In the first public accounting of the dead, the state’s chief medical examiner acknowledged that some victims may never be identified, and for many others the date and cause of death may never be known.

“These are horrible times,” Dr. Louis Cataldie, the medical examiner in charge of the effort, told reporters. “It’s extremely frustrating.”

Forensic experts said the effort has been compromised by the sheer scale of flooding over hundreds of square miles, the destruction of medical and dental records, the loss of physical evidence, and the rapid deterioration of corpses in toxic water and subtropical heat and humidity. Many victims lived in low-income areas where medical and dental care was often poor or haphazard.

Even those medical and dental records that weren’t destroyed by floodwaters have to be examined by epidemiologists to ensure that they aren’t contaminated, Cataldie said.
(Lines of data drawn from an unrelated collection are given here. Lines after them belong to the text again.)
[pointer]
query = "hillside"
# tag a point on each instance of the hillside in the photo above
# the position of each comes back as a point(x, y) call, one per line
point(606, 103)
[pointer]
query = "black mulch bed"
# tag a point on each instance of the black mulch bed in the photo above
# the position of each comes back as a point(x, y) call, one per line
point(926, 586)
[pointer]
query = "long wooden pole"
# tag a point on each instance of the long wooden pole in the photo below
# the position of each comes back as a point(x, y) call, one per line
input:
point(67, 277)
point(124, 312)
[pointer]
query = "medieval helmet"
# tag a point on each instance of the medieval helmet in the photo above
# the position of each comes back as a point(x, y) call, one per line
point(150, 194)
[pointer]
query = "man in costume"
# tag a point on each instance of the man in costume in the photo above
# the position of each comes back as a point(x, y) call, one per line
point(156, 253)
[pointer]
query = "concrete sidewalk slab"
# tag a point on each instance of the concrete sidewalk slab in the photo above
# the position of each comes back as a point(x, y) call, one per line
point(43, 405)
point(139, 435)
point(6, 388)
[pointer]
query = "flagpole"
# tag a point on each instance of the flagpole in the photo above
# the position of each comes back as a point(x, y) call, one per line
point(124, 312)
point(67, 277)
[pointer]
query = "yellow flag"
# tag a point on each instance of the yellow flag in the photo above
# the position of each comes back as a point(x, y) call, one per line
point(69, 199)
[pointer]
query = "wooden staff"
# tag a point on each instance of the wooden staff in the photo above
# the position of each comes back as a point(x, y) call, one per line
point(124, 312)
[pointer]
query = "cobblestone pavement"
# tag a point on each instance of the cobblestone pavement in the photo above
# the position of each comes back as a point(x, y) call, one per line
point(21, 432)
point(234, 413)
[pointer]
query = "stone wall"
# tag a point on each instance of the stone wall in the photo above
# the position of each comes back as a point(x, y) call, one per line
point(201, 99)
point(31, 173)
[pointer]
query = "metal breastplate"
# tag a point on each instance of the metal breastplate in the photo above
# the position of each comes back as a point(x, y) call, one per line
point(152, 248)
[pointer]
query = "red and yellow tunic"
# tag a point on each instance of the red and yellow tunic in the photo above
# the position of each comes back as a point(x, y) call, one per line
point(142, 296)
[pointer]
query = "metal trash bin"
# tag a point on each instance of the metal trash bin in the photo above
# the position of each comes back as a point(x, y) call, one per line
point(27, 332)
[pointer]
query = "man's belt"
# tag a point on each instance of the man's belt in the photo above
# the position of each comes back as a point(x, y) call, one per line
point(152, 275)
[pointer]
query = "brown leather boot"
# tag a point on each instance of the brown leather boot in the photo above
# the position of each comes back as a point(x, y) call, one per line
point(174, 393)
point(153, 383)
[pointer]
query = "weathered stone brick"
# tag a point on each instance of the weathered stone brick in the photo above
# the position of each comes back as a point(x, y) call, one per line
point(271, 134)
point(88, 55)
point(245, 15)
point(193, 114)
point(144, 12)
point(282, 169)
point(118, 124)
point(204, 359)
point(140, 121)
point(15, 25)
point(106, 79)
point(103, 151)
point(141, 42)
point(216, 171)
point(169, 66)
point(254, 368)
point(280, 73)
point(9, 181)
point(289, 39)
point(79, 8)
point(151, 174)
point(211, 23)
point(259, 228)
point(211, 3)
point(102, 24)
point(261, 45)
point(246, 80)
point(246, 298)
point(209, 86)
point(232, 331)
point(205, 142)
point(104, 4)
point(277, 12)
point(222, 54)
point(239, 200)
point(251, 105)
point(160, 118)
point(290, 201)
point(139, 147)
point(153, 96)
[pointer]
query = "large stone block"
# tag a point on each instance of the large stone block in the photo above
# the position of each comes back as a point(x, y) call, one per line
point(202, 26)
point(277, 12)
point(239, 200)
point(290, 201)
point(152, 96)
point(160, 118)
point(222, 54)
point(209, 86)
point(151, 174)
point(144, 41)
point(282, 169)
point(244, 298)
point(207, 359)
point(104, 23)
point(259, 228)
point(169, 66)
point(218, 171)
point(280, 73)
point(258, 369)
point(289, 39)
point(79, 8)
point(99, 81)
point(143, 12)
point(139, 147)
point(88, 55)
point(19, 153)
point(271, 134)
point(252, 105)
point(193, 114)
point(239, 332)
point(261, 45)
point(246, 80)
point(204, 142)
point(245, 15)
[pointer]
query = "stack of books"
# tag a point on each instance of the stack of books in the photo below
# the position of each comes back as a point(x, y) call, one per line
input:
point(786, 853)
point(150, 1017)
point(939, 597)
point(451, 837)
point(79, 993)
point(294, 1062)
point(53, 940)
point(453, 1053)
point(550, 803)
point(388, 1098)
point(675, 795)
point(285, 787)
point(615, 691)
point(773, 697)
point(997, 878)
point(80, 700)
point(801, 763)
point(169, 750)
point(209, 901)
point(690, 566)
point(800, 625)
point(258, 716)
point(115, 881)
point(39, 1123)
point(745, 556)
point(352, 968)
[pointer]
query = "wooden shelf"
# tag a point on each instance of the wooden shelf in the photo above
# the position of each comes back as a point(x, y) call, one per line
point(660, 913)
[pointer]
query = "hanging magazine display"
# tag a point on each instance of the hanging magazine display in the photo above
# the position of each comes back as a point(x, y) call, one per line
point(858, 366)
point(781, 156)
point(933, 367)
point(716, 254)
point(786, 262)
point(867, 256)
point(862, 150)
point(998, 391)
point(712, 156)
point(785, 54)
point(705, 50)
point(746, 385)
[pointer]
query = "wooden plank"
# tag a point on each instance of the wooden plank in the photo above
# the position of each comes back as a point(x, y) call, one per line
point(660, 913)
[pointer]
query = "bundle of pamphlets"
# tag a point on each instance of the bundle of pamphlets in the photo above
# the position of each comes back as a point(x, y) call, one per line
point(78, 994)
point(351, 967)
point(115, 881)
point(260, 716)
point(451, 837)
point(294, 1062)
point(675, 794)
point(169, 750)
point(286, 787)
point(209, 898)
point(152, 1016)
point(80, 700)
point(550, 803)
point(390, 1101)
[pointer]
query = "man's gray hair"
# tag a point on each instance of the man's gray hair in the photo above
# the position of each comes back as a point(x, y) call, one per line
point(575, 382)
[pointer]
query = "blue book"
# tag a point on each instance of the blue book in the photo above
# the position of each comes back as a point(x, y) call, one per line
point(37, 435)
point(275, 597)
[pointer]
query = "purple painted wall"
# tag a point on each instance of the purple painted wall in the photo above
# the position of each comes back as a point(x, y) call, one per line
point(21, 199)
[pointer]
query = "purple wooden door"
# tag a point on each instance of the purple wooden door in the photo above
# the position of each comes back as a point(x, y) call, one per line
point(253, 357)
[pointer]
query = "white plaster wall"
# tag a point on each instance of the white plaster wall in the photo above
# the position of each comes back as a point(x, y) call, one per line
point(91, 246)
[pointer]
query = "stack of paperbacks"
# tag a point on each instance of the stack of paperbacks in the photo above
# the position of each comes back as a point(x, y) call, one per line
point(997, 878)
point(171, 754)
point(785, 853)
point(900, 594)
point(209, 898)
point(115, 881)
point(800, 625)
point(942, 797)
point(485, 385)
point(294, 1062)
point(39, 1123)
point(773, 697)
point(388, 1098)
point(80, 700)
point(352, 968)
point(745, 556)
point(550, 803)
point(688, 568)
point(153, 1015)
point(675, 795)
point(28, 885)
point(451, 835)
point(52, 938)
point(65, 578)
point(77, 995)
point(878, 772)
“It’s a much more difficult and time-consuming process than it would be under normal conditions,” said Terry Edwards, a Texas funeral director serving as operations chief of the temporary morgue in St. Gabriel, La., where 783 bodies have been examined and stored in freezer trailers.

In addition to 896 Katrina deaths reported in Louisiana, 220 people died in Mississippi and 19 in four other Southern states.

Dr. Frank Minyard, the coroner of Orleans Parish, said gunshot wounds have been found in seven bodies. He said a woman appeared to have been strangled with an extension cord. But distinguishing homicides and suicides will be difficult.

Ten corpses were recovered from the Louisiana Superdome and four from the city’s convention center, all of them adults, Cataldie said. But contrary to published reports, he said, none of the cases involved homicides.

“There have been some children recovered, but thank God there haven’t been that many.”

Of the 340 corpses Louisiana officials have tentatively identified, most came from hospitals and nursing homes. Almost all of the 32 victims identified by state officials Wednesday were found in nursing homes or hospitals, Cataldie said.